94-リンカは魔法のプログラムではない

プログラマが知るべき97のこと」の94個目のエピソードは、リンカに関する話です。最近はJavaを初めとしてコンパイルは行われてもモジュール(ライブラリ)は動的に解決されたり、スクリプト言語のようにそもそも動的に実行される言語が多くをしめており、リンカと聞いても教科書レベルの知識しか持ち合わせていないプログラマは増えていると思います。

コンパイルが必要な言語においては、ソースコードを静的にリンクされた実行ファイルに変換するプロセスが発生します。愕然とするのは、そのプロセスについてごく浅い知識しか持っていないプログラマが意外に多いと言うことです。

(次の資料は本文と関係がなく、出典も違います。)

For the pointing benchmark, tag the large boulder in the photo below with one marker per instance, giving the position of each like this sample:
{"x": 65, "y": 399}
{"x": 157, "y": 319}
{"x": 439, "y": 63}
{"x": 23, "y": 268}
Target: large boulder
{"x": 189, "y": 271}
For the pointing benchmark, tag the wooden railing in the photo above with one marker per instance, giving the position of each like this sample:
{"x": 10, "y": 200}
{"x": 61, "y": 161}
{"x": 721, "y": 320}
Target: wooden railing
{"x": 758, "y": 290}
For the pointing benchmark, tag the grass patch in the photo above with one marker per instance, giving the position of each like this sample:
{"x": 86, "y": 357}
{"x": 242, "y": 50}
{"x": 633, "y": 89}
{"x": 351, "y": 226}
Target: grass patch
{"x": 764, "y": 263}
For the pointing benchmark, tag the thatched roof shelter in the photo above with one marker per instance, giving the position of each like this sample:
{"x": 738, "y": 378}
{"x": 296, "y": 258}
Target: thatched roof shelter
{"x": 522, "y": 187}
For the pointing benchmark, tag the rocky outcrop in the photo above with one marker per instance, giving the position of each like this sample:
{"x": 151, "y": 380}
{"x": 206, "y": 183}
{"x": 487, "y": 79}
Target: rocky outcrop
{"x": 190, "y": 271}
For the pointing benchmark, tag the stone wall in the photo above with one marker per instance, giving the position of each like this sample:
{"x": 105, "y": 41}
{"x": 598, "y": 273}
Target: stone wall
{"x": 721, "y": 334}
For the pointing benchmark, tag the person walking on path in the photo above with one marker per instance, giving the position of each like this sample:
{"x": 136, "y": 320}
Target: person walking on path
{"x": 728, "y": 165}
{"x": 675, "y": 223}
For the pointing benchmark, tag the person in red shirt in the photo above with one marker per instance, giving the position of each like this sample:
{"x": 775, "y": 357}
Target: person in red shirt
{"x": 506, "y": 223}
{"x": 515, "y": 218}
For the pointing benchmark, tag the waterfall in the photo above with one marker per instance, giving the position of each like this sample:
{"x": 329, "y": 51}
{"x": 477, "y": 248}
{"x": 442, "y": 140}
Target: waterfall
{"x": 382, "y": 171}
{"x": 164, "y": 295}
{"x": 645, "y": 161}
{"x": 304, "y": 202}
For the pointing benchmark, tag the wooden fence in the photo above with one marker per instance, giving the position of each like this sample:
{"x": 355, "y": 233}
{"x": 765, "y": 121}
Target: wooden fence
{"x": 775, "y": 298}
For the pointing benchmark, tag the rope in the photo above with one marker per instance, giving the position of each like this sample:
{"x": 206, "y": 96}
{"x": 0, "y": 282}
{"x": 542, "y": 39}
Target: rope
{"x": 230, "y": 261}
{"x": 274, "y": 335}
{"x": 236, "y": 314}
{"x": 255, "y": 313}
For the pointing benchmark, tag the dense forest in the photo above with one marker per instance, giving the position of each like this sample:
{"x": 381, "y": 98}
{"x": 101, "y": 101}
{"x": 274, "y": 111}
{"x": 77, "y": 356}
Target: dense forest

自分もまさにそんなプログラマの1人です。あえて言い訳をするならば、C,C++などは学生時代に単一モジュールで済む程度のプログラムしか書いたこともなく、業務では扱ったことがないからです。
これは結構難しい問題です。プログラミング言語もソフトウェアの分野も幅が広くなってきている為、まったく解らない分野の技術が出てくることは避けられません。学習をしていくにしても、限られたリソースの中でスキルを身につける必要があるため、あまり自分の興味や仕事と離れている分野は優先度が低くなるのは仕方ないことでしょう。しかし、一方でプログラマとして最低限はしらなければならない事は確実にあります。それも、たくさんあるのです。やりたいこと、覚えたいことはたくさんあるけどリソースが足りないというジレンマを抱えざるを得ません。
自分としては3つの基本方針を立てています。1つ目は、基礎は基礎ということで疎かにしないことです。このエピソードで書かれているように自分はリンカについて詳しくは知りません。ですが、リンカを使う機会は今のところは低いと言えます。とはいえ、基礎的な技術ですので、最低限の知識はなければ、必要になったときに困ってしまいます。また、「知っている事が前提で」書かれている別の技術もあるでしょう。したがって、最低限の知識を取得することは価値のある投資です。どの程度までが最低限なのかは難しい所ですが、自分の中では最低限その分野の入門書を読んでみるというのを1つの基準としています。おそらくは全く足らないと思いますが、調べようとしたときに調べられるだけのキーワードを頭に入れておくのです。2つ目は、自分の得意と言える分野を2つ以上選択してスキルを伸ばすという事です。1つではないのは、リスク分散をしたいからです。興味を持ってやってみたい技術というのはたくさんありますが、どれもこれもやっていく時間はありません。なので、ある程度は絞り込まなければなりませんが、それが1つですと情勢が変わった時に自分の強みがなくなってしまう可能性があります。例えば、自分は今Google App Engineを1つの強みとして伸ばしていますが、Googleのさじ加減で何時無くなってしまうかも解らない技術です。なので、それだけをやっているのは大きなリスクです。
きのこ本のエピソードの中ではこのエピソードはやや特殊で、特定の技術に関して書かれています。とはいっても、アルゴリズムやデータ構造のように「リンカ」というのは普遍的で基礎的な技術でしょう。アルゴリズムなどと同様にスペシャリストとなる必要は全員にはないかと思いますが、「自分がその分野で仕事をするとなった時に最低限でも困らない程度の知識」はつけておく必要があると思います。同じようにデータベース・基本設計・テスト・インフラ・ネットワークなど基礎的な部分は重要です。そういう意味では、普遍的で基礎的な知識を補完するために、情報処理試験などを勉強してみるのもいいのかもしれません。